'It's absolutely not a white cube,' says Belgian architect Paul Robbrecht about the new pavilion his Ghent-based practice Robbrecht and Daem (also responsible for the renovation and extension of London's Whitechapel Gallery) has designed for the Middelheim open-air sculpture museum in Antwerp. Pointing out the exposed columns and 'knots' where the beams have been welded into the green steel structure, he adds: 'What we really wanted to do was make a building that shows how it is built, that shows the tectonics of construction.'
Het Huis (house or home in Dutch) has been purposely laid out at diagonal angles to the straight paths of the formal gardens it was built in so that it looks 'woven into the surrounding landscape'. This is a theme Robbrecht refers to repeatedly, revealing that one of his greatest sources of inspiration was 19th century German architect and art historian Gottfried Semper's notions of the 'textile origins of building'.
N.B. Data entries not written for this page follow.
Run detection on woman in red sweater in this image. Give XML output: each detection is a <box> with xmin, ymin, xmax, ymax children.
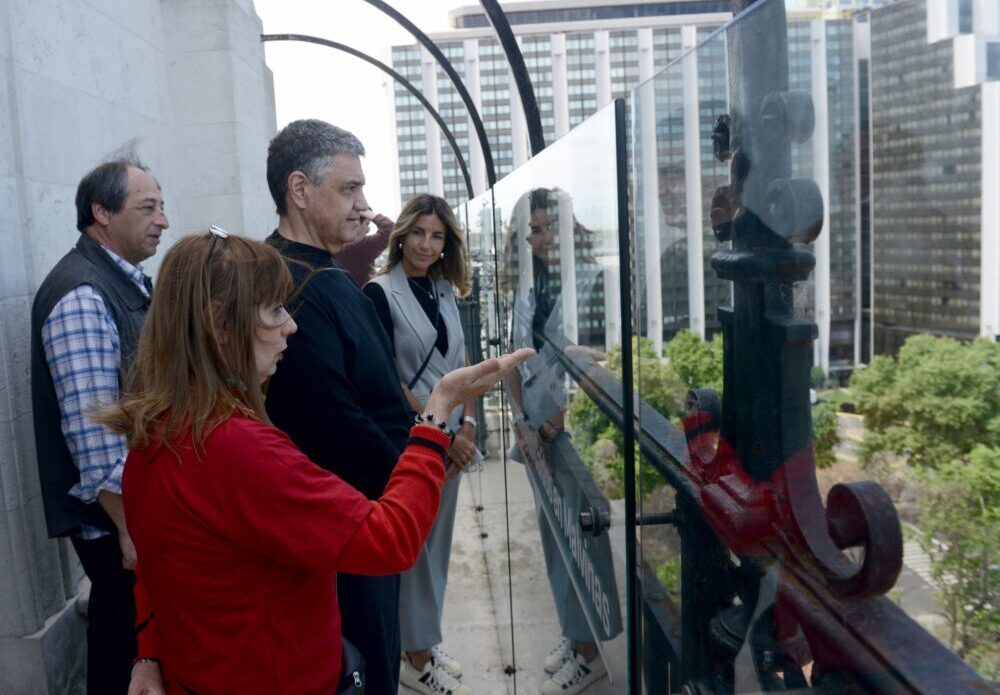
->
<box><xmin>99</xmin><ymin>231</ymin><xmax>530</xmax><ymax>695</ymax></box>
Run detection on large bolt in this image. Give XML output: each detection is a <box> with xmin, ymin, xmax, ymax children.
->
<box><xmin>763</xmin><ymin>178</ymin><xmax>824</xmax><ymax>244</ymax></box>
<box><xmin>759</xmin><ymin>91</ymin><xmax>815</xmax><ymax>144</ymax></box>
<box><xmin>712</xmin><ymin>114</ymin><xmax>732</xmax><ymax>162</ymax></box>
<box><xmin>711</xmin><ymin>185</ymin><xmax>738</xmax><ymax>243</ymax></box>
<box><xmin>579</xmin><ymin>507</ymin><xmax>611</xmax><ymax>537</ymax></box>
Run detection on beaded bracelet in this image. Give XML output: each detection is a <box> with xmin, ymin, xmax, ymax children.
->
<box><xmin>414</xmin><ymin>412</ymin><xmax>456</xmax><ymax>443</ymax></box>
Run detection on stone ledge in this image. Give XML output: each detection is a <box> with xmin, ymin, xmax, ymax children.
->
<box><xmin>0</xmin><ymin>592</ymin><xmax>86</xmax><ymax>695</ymax></box>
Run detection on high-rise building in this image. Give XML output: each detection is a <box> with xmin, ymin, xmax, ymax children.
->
<box><xmin>867</xmin><ymin>0</ymin><xmax>1000</xmax><ymax>354</ymax></box>
<box><xmin>390</xmin><ymin>0</ymin><xmax>985</xmax><ymax>372</ymax></box>
<box><xmin>389</xmin><ymin>0</ymin><xmax>732</xmax><ymax>208</ymax></box>
<box><xmin>784</xmin><ymin>12</ymin><xmax>863</xmax><ymax>375</ymax></box>
<box><xmin>389</xmin><ymin>0</ymin><xmax>735</xmax><ymax>358</ymax></box>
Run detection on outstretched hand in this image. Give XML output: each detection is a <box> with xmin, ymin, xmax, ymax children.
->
<box><xmin>424</xmin><ymin>349</ymin><xmax>535</xmax><ymax>423</ymax></box>
<box><xmin>128</xmin><ymin>661</ymin><xmax>165</xmax><ymax>695</ymax></box>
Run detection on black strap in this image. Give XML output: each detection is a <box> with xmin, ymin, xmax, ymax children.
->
<box><xmin>406</xmin><ymin>435</ymin><xmax>449</xmax><ymax>459</ymax></box>
<box><xmin>337</xmin><ymin>637</ymin><xmax>366</xmax><ymax>694</ymax></box>
<box><xmin>406</xmin><ymin>290</ymin><xmax>440</xmax><ymax>391</ymax></box>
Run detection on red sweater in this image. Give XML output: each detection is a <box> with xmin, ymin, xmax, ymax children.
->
<box><xmin>124</xmin><ymin>416</ymin><xmax>448</xmax><ymax>694</ymax></box>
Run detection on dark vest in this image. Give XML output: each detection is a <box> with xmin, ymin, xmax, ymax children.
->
<box><xmin>30</xmin><ymin>233</ymin><xmax>152</xmax><ymax>538</ymax></box>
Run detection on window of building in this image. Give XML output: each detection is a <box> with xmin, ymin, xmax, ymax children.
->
<box><xmin>959</xmin><ymin>0</ymin><xmax>973</xmax><ymax>34</ymax></box>
<box><xmin>988</xmin><ymin>43</ymin><xmax>1000</xmax><ymax>80</ymax></box>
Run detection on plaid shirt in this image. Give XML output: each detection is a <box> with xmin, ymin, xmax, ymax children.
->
<box><xmin>40</xmin><ymin>247</ymin><xmax>149</xmax><ymax>539</ymax></box>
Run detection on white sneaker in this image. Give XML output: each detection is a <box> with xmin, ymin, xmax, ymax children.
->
<box><xmin>431</xmin><ymin>644</ymin><xmax>463</xmax><ymax>679</ymax></box>
<box><xmin>541</xmin><ymin>651</ymin><xmax>607</xmax><ymax>695</ymax></box>
<box><xmin>544</xmin><ymin>637</ymin><xmax>573</xmax><ymax>674</ymax></box>
<box><xmin>400</xmin><ymin>656</ymin><xmax>471</xmax><ymax>695</ymax></box>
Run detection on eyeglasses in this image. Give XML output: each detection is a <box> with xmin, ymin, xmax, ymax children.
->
<box><xmin>206</xmin><ymin>225</ymin><xmax>230</xmax><ymax>267</ymax></box>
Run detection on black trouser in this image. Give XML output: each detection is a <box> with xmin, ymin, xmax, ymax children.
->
<box><xmin>337</xmin><ymin>572</ymin><xmax>401</xmax><ymax>695</ymax></box>
<box><xmin>71</xmin><ymin>534</ymin><xmax>137</xmax><ymax>695</ymax></box>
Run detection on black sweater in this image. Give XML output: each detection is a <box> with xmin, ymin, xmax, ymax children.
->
<box><xmin>264</xmin><ymin>232</ymin><xmax>411</xmax><ymax>500</ymax></box>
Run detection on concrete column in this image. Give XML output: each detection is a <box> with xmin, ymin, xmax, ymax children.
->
<box><xmin>515</xmin><ymin>196</ymin><xmax>534</xmax><ymax>307</ymax></box>
<box><xmin>594</xmin><ymin>31</ymin><xmax>612</xmax><ymax>108</ymax></box>
<box><xmin>557</xmin><ymin>191</ymin><xmax>578</xmax><ymax>343</ymax></box>
<box><xmin>980</xmin><ymin>81</ymin><xmax>1000</xmax><ymax>338</ymax></box>
<box><xmin>421</xmin><ymin>47</ymin><xmax>444</xmax><ymax>197</ymax></box>
<box><xmin>550</xmin><ymin>33</ymin><xmax>570</xmax><ymax>139</ymax></box>
<box><xmin>603</xmin><ymin>265</ymin><xmax>621</xmax><ymax>352</ymax></box>
<box><xmin>638</xmin><ymin>28</ymin><xmax>663</xmax><ymax>353</ymax></box>
<box><xmin>383</xmin><ymin>68</ymin><xmax>403</xmax><ymax>211</ymax></box>
<box><xmin>0</xmin><ymin>1</ymin><xmax>107</xmax><ymax>691</ymax></box>
<box><xmin>0</xmin><ymin>1</ymin><xmax>277</xmax><ymax>690</ymax></box>
<box><xmin>974</xmin><ymin>0</ymin><xmax>1000</xmax><ymax>35</ymax></box>
<box><xmin>464</xmin><ymin>39</ymin><xmax>487</xmax><ymax>196</ymax></box>
<box><xmin>161</xmin><ymin>0</ymin><xmax>278</xmax><ymax>242</ymax></box>
<box><xmin>509</xmin><ymin>37</ymin><xmax>529</xmax><ymax>168</ymax></box>
<box><xmin>681</xmin><ymin>26</ymin><xmax>705</xmax><ymax>339</ymax></box>
<box><xmin>811</xmin><ymin>20</ymin><xmax>831</xmax><ymax>374</ymax></box>
<box><xmin>926</xmin><ymin>0</ymin><xmax>959</xmax><ymax>44</ymax></box>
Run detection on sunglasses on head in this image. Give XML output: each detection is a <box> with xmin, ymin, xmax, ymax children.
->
<box><xmin>206</xmin><ymin>225</ymin><xmax>230</xmax><ymax>267</ymax></box>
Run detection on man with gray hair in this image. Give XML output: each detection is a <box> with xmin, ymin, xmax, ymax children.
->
<box><xmin>264</xmin><ymin>119</ymin><xmax>412</xmax><ymax>695</ymax></box>
<box><xmin>30</xmin><ymin>155</ymin><xmax>169</xmax><ymax>693</ymax></box>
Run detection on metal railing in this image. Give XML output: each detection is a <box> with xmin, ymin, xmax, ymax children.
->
<box><xmin>455</xmin><ymin>0</ymin><xmax>999</xmax><ymax>691</ymax></box>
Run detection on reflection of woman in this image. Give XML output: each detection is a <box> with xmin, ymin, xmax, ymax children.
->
<box><xmin>364</xmin><ymin>195</ymin><xmax>475</xmax><ymax>695</ymax></box>
<box><xmin>99</xmin><ymin>232</ymin><xmax>529</xmax><ymax>694</ymax></box>
<box><xmin>503</xmin><ymin>189</ymin><xmax>606</xmax><ymax>695</ymax></box>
The brief for the semi-open structure was straightforward. 'It was for a pavilion that would have real contact with nature, with the landscape around it, a place where smaller or fragile works of art could be shown, or works that needed a more framed setting,' says Robbrecht. The colourful but unsettling glossy ceramic heads and urns of German artist Thomas Schütte displayed here were created especially for the pavilion's inauguration and contrast ingeniously with the smooth concrete floors, geometric lines and angles of the roof and the special 'topography' of the ceiling, which 'looks as if it's moving'.
The pavilion represents nature in architecture, says Robbrecht. Two trees have been planted at opposite ends of the space and steel lattice-patterned screens (which can be pulled across the four openings to close the pavilion at night) create extraordinary dappled effects as if light is coming through the branches of a tree. 'You could almost think it's a roof of leaves above you,' Robbrect says excitedly.
After touring the 200-plus sculptures (including new site-specific works by Ai Weiwei, Philippe Van Snick and Roman Signer) in the freshly extended 75-acre park and revamped museum, visitors will find Robbrecht and Daem's angular steel-and-concrete 'house' a place of extraordinary peace, intimacy and poetry.